(Michael Chamberlain/Nevada Business Coalition) – Government spending restraint, reform and accountability seem to be gaining new converts all the time, sometimes in unexpected places. We who have been preaching this for years welcome new members to the congregation from wherever they appear.
But like the football fan who just recently began sporting a Packers jersey after a year in Saints garb, government reform, too, has its bandwagon-jumpers and fair-weather fans. Some of them truly embrace reform while others do so to mask a far different agenda or simply to reap the political benefits that come with backing a winning team.

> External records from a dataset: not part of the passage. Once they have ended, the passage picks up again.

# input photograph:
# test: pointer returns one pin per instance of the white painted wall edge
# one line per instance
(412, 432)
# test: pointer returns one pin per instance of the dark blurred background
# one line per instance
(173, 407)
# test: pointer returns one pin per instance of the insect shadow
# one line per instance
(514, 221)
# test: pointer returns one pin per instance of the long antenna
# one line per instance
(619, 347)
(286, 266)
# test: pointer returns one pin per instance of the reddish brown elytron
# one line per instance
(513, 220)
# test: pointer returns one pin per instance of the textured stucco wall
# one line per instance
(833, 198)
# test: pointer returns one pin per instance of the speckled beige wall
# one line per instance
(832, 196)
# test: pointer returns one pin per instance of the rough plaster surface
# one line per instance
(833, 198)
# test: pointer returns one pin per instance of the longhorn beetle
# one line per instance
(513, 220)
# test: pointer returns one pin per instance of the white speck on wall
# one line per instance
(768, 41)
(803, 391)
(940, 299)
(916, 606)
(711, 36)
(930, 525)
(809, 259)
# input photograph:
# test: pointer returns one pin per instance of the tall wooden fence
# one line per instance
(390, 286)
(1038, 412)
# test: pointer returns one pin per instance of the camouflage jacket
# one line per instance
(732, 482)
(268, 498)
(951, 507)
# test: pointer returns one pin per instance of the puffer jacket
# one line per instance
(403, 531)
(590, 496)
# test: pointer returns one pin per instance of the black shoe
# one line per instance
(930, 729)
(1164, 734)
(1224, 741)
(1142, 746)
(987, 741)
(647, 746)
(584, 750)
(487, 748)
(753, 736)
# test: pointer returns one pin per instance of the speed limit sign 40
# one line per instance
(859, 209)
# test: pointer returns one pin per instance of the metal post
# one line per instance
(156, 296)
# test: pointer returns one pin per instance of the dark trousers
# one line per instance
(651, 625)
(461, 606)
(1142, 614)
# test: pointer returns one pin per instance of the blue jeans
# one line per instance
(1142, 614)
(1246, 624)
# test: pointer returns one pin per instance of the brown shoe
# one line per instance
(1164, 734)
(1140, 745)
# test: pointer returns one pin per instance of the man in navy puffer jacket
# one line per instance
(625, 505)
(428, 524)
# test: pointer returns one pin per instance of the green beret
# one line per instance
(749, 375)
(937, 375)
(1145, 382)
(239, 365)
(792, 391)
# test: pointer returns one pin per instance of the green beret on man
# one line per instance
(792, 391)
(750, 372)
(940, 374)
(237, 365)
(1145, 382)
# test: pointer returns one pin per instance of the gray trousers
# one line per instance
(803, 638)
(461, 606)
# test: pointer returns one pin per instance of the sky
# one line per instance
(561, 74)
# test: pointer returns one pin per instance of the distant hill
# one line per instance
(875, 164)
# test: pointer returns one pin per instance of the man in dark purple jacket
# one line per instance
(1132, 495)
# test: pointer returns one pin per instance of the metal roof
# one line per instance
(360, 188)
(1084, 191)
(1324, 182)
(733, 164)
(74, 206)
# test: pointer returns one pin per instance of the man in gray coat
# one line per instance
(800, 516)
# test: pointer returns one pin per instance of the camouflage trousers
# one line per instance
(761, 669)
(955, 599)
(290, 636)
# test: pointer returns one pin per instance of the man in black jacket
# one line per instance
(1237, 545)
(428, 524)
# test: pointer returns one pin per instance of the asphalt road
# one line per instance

For years, pleas for spending restraint, accountability and reform in Nevada were ignored while the money poured in from a booming economy, and rushed out just as quickly. Now many of those who disregarded these appeals to reason are offering their own reform and accountability proposals, which barely scratch the surface of what is necessary. And in return for claiming to have finally seen the light they want to impose their destructive agenda of higher taxes and more intrusive government.
Despite having stifled past reform proposals and the inadequacy of the plans they are now promoting, they are expecting accolades, recognition and deference from those whom they brushed aside in the past. They are demanding special consideration for halfheartedly doing what they were already supposed to have been doing.
This is akin to the teenager who constantly misses curfew, is doing poorly in school and doesn’t do his chores suddenly offering to mow the lawn and clean his room – and expecting a doubling of his allowance for doing so. You don’t get extra credit for doing what you should have been doing all along.
We send our legislators to Carson City to keep spending and taxes low, to demand efficiency and effectiveness from government and to fix or scrap state agencies, departments and systems that perform poorly. That is an essential part of the job. Bonus points are not awarded for overdue and weak attempts.
(Michael Chamberlain is Executive Director of Nevada Business Coalition.)